# Avatars



## kimbo (19/8/14)

Hi

I think i will be interesting to hear what the forum members think when the see some avatars

like:

@TylerD For some reason i think fight club
@DoubleD He is a cocky bugger
Ω @johan True Gentleman with the hat and the cane, the whole nine yards
@Rob Fisher Ground Hog Day
@Alex mm yea what can i say lovely avatar
@Silver Gladiator, Rome, Italy, Pizza

Reactions: Like 1 | Winner 1 | Funny 3


----------



## DoubleD (20/8/14)



Reactions: Funny 1


----------



## Kuhlkatz (20/8/14)

Maybe @DoubleD could use @Alex 's ava, cause that's what I think of when I see the name

Reactions: Like 1 | Funny 2


----------



## Marzuq (20/8/14)

kimbo said:


> Hi
> 
> I think i will be interesting to hear what the forum members think when the see some avatars
> 
> ...


 
i agree fully @TylerD definitely fight club.


----------



## Derick (20/8/14)

kimbo said:


> Hi
> 
> I think i will be interesting to hear what the forum members think when the see some avatars
> 
> ...


 
With your's I think: that dude just vaped some tequila, maybe with some THC added

Reactions: Agree 1 | Funny 2


----------



## TylerD (20/8/14)

But why would you think that?


----------



## kimbo (20/8/14)

TylerD said:


> But why would you think that?


 
@TylerD i think it is because of the avatar you had before this one.


----------



## TylerD (20/8/14)

kimbo said:


> @TylerD i think it is because of the avatar you had before this one.

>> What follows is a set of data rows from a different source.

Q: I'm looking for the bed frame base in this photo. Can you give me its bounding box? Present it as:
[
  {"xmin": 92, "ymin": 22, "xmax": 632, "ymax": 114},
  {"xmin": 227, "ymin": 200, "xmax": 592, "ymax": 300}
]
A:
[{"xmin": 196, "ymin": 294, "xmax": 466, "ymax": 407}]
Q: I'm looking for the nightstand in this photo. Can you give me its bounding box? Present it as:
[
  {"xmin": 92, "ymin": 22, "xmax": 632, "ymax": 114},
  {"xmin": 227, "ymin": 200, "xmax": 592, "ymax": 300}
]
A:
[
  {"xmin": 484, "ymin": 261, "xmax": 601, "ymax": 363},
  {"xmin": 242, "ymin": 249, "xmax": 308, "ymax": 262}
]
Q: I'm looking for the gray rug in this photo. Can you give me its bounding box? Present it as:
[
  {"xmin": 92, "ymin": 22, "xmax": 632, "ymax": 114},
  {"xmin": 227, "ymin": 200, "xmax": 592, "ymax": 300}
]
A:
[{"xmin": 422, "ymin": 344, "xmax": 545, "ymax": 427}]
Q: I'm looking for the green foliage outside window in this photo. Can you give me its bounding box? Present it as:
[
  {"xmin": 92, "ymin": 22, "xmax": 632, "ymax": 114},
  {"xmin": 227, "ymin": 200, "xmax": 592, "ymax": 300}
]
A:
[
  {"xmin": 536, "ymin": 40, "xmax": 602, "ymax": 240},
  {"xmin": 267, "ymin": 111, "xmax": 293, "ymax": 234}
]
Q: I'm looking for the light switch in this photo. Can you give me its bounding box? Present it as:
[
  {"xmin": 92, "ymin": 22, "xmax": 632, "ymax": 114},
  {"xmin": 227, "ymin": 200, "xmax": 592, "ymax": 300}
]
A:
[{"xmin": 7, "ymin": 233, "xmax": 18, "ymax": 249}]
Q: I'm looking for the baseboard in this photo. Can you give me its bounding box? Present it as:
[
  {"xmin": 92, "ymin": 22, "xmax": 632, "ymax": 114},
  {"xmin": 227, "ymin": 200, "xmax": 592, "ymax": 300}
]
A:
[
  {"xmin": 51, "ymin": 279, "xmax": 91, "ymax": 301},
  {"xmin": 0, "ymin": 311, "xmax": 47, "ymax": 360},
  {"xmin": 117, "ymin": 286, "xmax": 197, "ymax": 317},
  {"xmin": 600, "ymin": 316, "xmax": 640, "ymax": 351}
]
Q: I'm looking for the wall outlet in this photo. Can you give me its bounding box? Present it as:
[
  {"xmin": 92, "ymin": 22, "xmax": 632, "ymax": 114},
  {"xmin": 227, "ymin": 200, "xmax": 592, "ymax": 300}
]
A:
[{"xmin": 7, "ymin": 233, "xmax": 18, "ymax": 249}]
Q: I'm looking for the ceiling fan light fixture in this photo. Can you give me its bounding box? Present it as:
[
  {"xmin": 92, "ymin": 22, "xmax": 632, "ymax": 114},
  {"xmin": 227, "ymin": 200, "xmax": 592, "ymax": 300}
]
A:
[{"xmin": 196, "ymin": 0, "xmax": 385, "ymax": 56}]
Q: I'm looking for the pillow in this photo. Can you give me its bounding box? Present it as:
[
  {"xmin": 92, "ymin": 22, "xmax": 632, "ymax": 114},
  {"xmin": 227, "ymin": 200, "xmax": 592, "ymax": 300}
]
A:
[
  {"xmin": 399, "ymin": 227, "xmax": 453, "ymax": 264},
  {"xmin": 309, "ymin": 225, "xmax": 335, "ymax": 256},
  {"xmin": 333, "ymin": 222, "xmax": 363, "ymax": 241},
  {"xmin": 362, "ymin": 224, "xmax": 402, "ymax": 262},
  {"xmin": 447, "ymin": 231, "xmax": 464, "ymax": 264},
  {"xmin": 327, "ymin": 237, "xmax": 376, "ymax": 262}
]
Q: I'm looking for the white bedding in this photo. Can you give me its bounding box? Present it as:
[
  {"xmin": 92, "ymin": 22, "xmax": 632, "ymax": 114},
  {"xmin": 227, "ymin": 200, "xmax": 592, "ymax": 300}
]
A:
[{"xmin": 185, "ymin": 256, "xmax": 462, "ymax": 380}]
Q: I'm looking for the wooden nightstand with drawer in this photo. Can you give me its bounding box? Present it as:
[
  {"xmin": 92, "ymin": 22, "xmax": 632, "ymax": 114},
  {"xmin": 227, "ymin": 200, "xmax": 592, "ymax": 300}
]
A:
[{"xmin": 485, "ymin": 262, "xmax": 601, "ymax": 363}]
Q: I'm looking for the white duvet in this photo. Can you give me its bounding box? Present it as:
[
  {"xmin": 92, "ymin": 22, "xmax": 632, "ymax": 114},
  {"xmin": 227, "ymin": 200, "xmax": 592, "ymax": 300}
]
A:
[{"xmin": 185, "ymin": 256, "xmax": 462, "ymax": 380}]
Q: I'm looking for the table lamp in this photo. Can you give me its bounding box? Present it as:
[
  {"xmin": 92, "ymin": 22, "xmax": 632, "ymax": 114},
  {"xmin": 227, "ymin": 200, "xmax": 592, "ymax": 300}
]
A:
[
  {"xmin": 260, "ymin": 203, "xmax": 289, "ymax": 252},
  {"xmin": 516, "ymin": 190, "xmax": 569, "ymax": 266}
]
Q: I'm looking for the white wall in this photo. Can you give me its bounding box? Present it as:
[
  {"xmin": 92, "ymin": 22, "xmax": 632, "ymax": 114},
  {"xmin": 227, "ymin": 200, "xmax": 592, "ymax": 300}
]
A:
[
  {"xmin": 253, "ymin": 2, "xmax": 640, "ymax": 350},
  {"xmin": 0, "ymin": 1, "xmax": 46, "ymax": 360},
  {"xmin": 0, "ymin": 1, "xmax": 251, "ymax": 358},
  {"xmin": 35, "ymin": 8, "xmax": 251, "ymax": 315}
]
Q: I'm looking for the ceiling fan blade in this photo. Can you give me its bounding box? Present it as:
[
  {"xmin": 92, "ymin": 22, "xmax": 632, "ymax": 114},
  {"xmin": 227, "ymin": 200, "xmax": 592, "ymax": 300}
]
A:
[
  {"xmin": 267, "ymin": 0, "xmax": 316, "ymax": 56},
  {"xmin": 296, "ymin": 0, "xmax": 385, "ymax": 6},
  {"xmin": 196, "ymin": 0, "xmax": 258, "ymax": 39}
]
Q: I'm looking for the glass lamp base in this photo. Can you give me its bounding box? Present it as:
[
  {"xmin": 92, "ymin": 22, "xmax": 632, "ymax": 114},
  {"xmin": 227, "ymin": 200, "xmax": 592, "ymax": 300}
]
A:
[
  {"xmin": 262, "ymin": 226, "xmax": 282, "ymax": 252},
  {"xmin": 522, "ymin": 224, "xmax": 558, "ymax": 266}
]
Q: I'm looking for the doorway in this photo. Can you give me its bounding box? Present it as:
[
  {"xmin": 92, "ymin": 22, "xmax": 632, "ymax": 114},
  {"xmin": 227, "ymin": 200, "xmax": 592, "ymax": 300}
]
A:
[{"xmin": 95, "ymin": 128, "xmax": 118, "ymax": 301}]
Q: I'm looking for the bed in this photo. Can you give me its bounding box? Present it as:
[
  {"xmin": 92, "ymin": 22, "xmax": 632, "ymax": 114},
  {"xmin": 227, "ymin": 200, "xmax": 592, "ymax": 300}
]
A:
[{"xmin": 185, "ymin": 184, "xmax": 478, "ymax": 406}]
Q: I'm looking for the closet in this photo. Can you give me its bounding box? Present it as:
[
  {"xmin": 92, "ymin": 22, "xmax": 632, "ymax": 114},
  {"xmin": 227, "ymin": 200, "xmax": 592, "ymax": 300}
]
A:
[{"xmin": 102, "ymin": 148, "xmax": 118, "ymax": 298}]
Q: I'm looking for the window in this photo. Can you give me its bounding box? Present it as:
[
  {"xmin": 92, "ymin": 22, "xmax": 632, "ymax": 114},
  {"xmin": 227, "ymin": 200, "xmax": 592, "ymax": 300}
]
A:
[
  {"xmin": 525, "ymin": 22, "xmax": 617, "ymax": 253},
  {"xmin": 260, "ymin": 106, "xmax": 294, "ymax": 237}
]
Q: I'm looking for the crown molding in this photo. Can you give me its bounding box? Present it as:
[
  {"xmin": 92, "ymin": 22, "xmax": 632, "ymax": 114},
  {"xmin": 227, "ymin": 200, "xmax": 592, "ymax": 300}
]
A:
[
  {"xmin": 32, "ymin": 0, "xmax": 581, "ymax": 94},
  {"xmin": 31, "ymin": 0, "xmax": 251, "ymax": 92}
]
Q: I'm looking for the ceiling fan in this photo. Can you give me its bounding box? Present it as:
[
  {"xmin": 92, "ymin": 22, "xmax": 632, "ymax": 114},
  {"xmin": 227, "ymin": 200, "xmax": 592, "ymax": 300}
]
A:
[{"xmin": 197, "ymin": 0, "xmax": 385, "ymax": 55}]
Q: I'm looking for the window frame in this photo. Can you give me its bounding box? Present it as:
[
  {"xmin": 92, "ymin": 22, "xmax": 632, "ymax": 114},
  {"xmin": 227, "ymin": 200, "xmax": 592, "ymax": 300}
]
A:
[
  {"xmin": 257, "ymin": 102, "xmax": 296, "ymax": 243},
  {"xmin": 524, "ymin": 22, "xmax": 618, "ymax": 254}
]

O, ok. My name also gives it away a bit.

Reactions: Like 3


----------



## Nightfearz (20/8/14)

KuhlKatz's patronas charm is a cat....


----------



## MarkK (20/8/14)

Seeing this book at work always makes me think of @Cat

Reactions: Like 2


----------



## Heckers (20/8/14)

TylerD said:


> But why would you think that?


 
Maybe because it is actually fight club with the bar of soap photoshopped to look like a Reo?

Reactions: Like 1


----------



## kimbo (20/8/14)

Heckers said:


> Maybe because it is actually fight club with the bar of soap photoshopped to look like a Reo?


 
You clever man


----------



## Cat (22/8/14)

MarkK said:


> Seeing this book at work always makes me think of @Cat


 
 Seeing that - and the "i Love Cats" thread here - reminds me that i have to wait a year or two before i can keep cats again, when i move to Thailand.


----------